Dans le secteur financier, le scénario du Brexit suscite beaucoup de discussions et à Londres, la City apparaît divisée sur la question européenne.
Qu’en est-il exactement dans le secteur de l’assurance ?
Pour les assureurs anglais, une sortie de l’UE marquerait la fin d’un accès sans contrainte au premier marché mondial de l’assurance et à ses 500 millions d’habitants. Aujourd’hui, les compagnies anglaises bénéficient d’un passeport européen leur permettant d’atteindre les consommateurs des 27 autres marchés et d’y établir des succursales, ou d’y proposer leurs contrats à distance, en Libre Prestation de Service (LPS).
On estime que les assureurs du Royaume Uni émettent ainsi pour environ 6 milliards d’euros de primes sur le marché européen, ce qui est considérable.
Sur le seul marché Français, on ne compte pas moins de 26 succursales de sociétés d’assurance du Royaume Uni et 221 autorisations d’agir par LPS leur ont été délivrées. Une sortie de l’Union Européenne, à moins qu’un accord spécifique ne soit trouvé au moment du « divorce », signifierait que les compagnies anglaises ne pourraient plus bénéficier du régime de reconnaissance mutuelle et devraient, soit fermer leurs succursales, soit les transformer en filiales. Cette dernière option, permettant la continuité des affaires, imposerait de doter chaque implantation en capital pour les montants réglementaires locaux et engendrerait d’inévitables coûts par rapport à la situation actuelle.
Bien évidemment, la réciproque s’imposerait pour les assureurs européens, qui perdraient les avantages actuels de leur accès au marché anglais.
Du coté des assurés et des intermédiaires de l’UE , cela impliquerait également au moins à court terme, le tarissement d’une source de capacité d’assurance notamment sur les grands risques et les risques spéciaux, le marché de Londres offrant sur ces segments des couvertures inégalées.
Dans le débat actuel, c’est bien entendu la question de la réglementation européenne qui focalise les prises de position les plus marquées entre les « pour » et les « contre » tant il est vrai qu’elle s’est particulièrement renforcée à l’endroit des assureurs et des intermédiaires ces dernières années.
Les partisans du maintien estiment qu’en se plaçant dans un système harmonisé de règles au sein de l’Union Européenne, le Royaume-Uni joue le rôle de porte d’entrée vers l’Europe pour des capitaux en provenance d’Etats tiers, notamment des Etats Unis. Un retrait de l’Union entraînerait la perte de cet avantage.

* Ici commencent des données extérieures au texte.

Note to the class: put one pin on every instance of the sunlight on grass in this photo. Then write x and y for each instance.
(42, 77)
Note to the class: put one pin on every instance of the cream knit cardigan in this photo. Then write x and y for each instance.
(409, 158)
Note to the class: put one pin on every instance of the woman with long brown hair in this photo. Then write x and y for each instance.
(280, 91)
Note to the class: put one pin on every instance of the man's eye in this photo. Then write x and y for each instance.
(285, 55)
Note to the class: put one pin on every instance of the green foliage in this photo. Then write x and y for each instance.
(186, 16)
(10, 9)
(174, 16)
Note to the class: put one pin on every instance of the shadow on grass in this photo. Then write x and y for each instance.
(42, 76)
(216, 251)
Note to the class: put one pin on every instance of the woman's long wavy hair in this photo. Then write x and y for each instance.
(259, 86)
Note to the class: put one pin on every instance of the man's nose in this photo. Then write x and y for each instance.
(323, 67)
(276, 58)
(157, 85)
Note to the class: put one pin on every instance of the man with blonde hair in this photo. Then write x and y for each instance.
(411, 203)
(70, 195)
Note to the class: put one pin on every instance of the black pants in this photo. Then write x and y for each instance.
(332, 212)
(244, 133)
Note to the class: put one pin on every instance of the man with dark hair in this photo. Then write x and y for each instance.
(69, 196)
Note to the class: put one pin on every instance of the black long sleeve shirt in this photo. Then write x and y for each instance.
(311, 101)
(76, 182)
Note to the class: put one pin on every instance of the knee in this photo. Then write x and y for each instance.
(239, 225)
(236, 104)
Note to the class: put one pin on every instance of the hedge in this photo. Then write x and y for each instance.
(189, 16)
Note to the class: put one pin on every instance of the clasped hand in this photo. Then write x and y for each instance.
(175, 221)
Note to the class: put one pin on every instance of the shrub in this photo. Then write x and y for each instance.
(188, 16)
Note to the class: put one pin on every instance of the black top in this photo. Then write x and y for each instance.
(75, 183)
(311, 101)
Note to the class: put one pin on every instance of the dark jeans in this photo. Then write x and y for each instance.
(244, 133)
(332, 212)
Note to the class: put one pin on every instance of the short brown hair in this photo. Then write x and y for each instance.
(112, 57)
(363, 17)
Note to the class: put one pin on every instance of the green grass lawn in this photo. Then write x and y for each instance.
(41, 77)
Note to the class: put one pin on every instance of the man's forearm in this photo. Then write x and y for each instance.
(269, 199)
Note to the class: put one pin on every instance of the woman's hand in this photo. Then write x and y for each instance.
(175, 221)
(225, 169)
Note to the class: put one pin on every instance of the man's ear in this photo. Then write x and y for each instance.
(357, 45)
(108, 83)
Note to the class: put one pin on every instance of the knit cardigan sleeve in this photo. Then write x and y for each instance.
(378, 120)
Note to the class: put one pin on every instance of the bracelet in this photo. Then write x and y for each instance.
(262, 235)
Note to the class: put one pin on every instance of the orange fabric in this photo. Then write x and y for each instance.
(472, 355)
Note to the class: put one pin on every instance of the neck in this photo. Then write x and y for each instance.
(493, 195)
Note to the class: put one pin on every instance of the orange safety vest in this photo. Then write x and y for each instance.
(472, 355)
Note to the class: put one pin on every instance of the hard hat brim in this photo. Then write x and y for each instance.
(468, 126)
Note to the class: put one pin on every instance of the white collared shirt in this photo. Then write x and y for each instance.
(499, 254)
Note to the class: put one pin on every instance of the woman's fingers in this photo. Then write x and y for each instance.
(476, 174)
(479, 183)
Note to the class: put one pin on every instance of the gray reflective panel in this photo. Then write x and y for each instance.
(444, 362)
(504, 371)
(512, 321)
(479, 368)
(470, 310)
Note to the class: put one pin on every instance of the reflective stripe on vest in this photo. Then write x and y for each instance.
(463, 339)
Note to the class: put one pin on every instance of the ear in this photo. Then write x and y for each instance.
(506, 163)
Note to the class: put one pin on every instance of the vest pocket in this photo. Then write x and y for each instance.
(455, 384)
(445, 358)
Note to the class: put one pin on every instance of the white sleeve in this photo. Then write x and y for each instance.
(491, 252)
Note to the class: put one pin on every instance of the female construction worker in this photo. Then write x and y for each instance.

Les promoteurs du retrait font valoir, au contraire, que les règles européennes, notamment Solvabilité 2, constituent un handicap pour l’assurance anglaise qui gagnerait en compétitivité si elle pouvait s’en affranchir. Ils prennent pour exemple les assureurs et réassureurs suisses qui jouissent de relations commerciales avec l’UE sans pour autant en supporter les contraintes réglementaires.
La date du vote approchant, c’est le maintien dans l’Union qui semble rassembler le plus de suffrages dans la communauté financière britannique, bien que l’on accorde à reconnaître que le résultat pourrait être serré.
En bons gestionnaires de risques, les assureurs londoniens ont donc travaillé sur tous les scénarios possibles et la plupart des compagnies ont mis au point des plans de contingence, en entendant l’issue du scrutin.